Fácil entrar, mas impossível sair
Arthur Nestrovski
especial para a Folhinha
Era uma vez um monstro
horrível, chamado Minotauro. Metade touro (a cabeça e o
rabo) e metade gente (braços
e pernas), ele era o monstro
do rei Minos.
Era tão terrível, mas tão terrível, que o rei mandou construir um lugar especial só para prender o Minotauro.
Nesse lugar era fácil entrar,
mas impossível sair. Só tinha
corredores e mais corredores, que pareciam não acabar
nunca.
E como os corredores davam muitas voltas, ninguém
conseguia se lembrar do caminho de saída.
Bem no centro, ficava o Minotauro. Ai de quem desse
com ele: virava comida de
Minotauro.
O nome desse lugar era ``labirinto''. Ficava na ilha de
Creta, perto da Grécia. Quem
construiu o labirinto foi Dédalo, que era escultor e inventor na corte do rei Minos.

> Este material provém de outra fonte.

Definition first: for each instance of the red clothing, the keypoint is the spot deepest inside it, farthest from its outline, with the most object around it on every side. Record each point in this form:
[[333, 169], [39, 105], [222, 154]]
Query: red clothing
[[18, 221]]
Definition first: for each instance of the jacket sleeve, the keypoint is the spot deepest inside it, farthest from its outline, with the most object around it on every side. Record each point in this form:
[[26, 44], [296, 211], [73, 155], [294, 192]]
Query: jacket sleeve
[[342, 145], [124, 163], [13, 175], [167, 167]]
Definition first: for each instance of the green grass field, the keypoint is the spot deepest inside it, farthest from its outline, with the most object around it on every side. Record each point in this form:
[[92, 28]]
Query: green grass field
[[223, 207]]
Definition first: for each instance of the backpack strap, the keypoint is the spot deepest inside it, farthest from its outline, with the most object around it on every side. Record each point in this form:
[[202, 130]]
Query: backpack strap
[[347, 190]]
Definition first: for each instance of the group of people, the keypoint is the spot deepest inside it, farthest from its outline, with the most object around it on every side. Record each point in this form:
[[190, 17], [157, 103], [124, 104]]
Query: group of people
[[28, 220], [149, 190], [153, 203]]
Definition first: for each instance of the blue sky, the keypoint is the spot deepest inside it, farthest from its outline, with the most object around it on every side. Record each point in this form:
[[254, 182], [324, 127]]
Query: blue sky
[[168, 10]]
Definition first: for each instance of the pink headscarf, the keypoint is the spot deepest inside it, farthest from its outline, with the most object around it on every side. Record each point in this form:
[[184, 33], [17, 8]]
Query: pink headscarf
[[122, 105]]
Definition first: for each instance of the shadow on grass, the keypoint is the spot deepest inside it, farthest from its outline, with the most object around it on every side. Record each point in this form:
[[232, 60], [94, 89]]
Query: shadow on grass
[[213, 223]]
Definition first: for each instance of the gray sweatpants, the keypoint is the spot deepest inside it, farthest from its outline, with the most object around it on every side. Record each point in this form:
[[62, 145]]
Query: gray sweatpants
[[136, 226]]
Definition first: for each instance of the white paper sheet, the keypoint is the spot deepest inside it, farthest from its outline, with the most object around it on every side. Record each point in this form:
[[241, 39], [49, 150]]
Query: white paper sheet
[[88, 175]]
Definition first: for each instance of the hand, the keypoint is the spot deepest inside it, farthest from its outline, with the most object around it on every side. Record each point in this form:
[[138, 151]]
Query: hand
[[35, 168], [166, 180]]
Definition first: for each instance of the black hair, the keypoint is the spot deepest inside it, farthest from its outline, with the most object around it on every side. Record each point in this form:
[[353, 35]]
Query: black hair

Isso foi há muito tempo. Estou falando de MUITO tempo. Não é que sua mãe nem
tinha nascido, não é que seu
avô também não tinha nascido ainda: nem ele, nem o pai
dele, nem o pai do pai do pai
do pai do pai dele. Foi há milhares de anos: nem existia o
Brasil.
E até hoje todo mundo se
assombra com o labirinto de
Creta e com as histórias do
Minotauro. Vou contar algumas para você.
Teseu vence minotauro e perde para o vento
De todas as histórias do labirinto, a mais famosa é a de
Teseu, o único homem que
teve coragem de enfrentar o
Minotauro.
Minos, o rei de Creta, ganhara uma guerra contra a cidade de Atenas, na Grécia.
Para manter a paz, agora, os
atenienses todos os anos tinham de sortear sete rapazes
e sete moças, para serem devorados pelo Minotauro.
Na terceira vez que isso estava para acontecer, o príncipe Teseu declarou que queria
ser sorteado e enfrentar o Minotauro no labirinto.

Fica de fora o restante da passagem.